School of Public Health and Preventive Medicine, Monash University, Melbourne, Victoria, Australia.
Department of Cardiology, The Alfred Hospital, Prahran, Victoria, Australia.
Open Heart. 2024 Sep 30;11(2):e002799. doi: 10.1136/openhrt-2024-002799.
Patients with shock treated by emergency medical services (EMS) have high morbidity and mortality. Knowledge of prehospital factors predicting outcomes in patients with shock remains limited. We aimed to describe the prehospital predictors of mortality in patients with non-traumatic shock transported to hospital by EMS.
This is a retrospective cohort study of consecutive ambulance attendances for non-traumatic shock in Victoria, Australia (January 2015-June 2019) linked with government-held administrative data (emergency, admissions and mortality records). Predictors of 30-day mortality were assessed using Cox proportional regressions. The primary outcome was 30-day all-cause mortality.
Overall, 21 334 patients with non-traumatic shock (median age 69 years, 54.8% female) were successfully linked with state administrative records. Among this cohort, 9 149 (43%) patients died within 30-days. Compared with survivors, non-survivors had a longer median on-scene time: 60 (35-98) versus 30 (19-50), p <0.001. Non-survivors were more likely to be older (median age in years: 74 (61-84) vs 65 (47-78), p<0.001), had prehospital cardiac arrest requiring cardiopulmonary resuscitation (adjusted HR (aHR)=6.26, 95% CI 5.87, 6.69) and had prehospital intubation (aHR=1.07, CI 1.00, 1.14). Reduced 30-day mortality was associated with administration of epinephrine (aHR=0.66, CI 0.62, 0.71) and systolic blood pressures above 80 mm Hg in the prehospital setting.
The 30-day mortality from non-traumatic shock is high at 43%. Independent predictors of mortality included age, prehospital cardiac arrest and endotracheal intubation.
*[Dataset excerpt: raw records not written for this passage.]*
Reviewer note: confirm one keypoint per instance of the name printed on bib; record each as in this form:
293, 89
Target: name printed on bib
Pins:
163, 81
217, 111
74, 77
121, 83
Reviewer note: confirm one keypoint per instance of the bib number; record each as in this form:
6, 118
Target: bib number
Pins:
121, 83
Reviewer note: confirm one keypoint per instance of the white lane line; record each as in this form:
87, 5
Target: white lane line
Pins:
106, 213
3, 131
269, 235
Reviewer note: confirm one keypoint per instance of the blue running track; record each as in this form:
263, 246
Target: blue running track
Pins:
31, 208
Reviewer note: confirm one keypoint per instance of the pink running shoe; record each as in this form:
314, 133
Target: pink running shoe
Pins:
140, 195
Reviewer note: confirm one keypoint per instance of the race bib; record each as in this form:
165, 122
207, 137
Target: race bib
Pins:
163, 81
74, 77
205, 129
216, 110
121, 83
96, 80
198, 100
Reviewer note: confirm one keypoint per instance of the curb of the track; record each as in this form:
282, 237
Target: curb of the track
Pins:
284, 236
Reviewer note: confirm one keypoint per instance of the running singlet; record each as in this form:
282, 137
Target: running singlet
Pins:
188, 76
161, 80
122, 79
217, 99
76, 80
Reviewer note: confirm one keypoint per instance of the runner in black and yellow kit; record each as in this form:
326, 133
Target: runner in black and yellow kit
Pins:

Interventions that target reversible causes of short-term mortality in patients with non-traumatic shock are a high priority.
接受急诊医疗服务(EMS)治疗的休克患者发病率和死亡率较高。对于预测休克患者结局的院前因素,我们知之甚少。本研究旨在描述院前非创伤性休克患者的预后预测因素。
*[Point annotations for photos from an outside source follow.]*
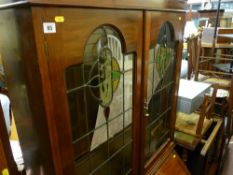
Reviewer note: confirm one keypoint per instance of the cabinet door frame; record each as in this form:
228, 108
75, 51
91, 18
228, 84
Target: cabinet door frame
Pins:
53, 62
153, 21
这是一项回顾性队列研究,对澳大利亚维多利亚州(2015 年 1 月至 2019 年 6 月)的连续救护车出勤情况进行了研究,将其与政府持有的行政数据(急救、入院和死亡率记录)进行了关联。使用 Cox 比例风险回归评估 30 天死亡率的预测因素。主要结局是 30 天全因死亡率。
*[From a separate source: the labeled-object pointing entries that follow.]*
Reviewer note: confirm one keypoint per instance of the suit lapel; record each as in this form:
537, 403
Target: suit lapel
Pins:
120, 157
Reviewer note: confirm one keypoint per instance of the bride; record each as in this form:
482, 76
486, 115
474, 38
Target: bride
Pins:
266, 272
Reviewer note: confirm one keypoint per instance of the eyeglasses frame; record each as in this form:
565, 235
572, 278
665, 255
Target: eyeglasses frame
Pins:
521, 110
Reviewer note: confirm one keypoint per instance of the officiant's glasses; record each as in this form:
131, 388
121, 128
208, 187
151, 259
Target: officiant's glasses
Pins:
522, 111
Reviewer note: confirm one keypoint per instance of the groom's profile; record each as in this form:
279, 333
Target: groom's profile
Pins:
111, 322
共有 21334 例非创伤性休克患者(中位年龄 69 岁,54.8%为女性)成功与州行政记录相关联。在该队列中,9149 例(43%)患者在 30 天内死亡。与幸存者相比,非幸存者的现场中位时间更长:60 分钟(35-98)与 30 分钟(19-50),p<0.001。非幸存者更有可能年龄较大(中位数年龄,岁:74[61-84]与 65[47-78],p<0.001),需要院前心肺复苏的心脏骤停(调整后的 HR(aHR)=6.26,95%CI 5.87,6.69)和院前插管(aHR=1.07,95%CI 1.00,1.14)。30 天死亡率降低与院前使用肾上腺素(aHR=0.66,95%CI 0.62,0.71)和收缩压高于 80mmHg 相关。
非创伤性休克的 30 天死亡率为 43%,很高。死亡率的独立预测因素包括年龄、院前心脏骤停和气管插管。针对非创伤性休克患者短期死亡率的可逆原因的干预措施是重中之重。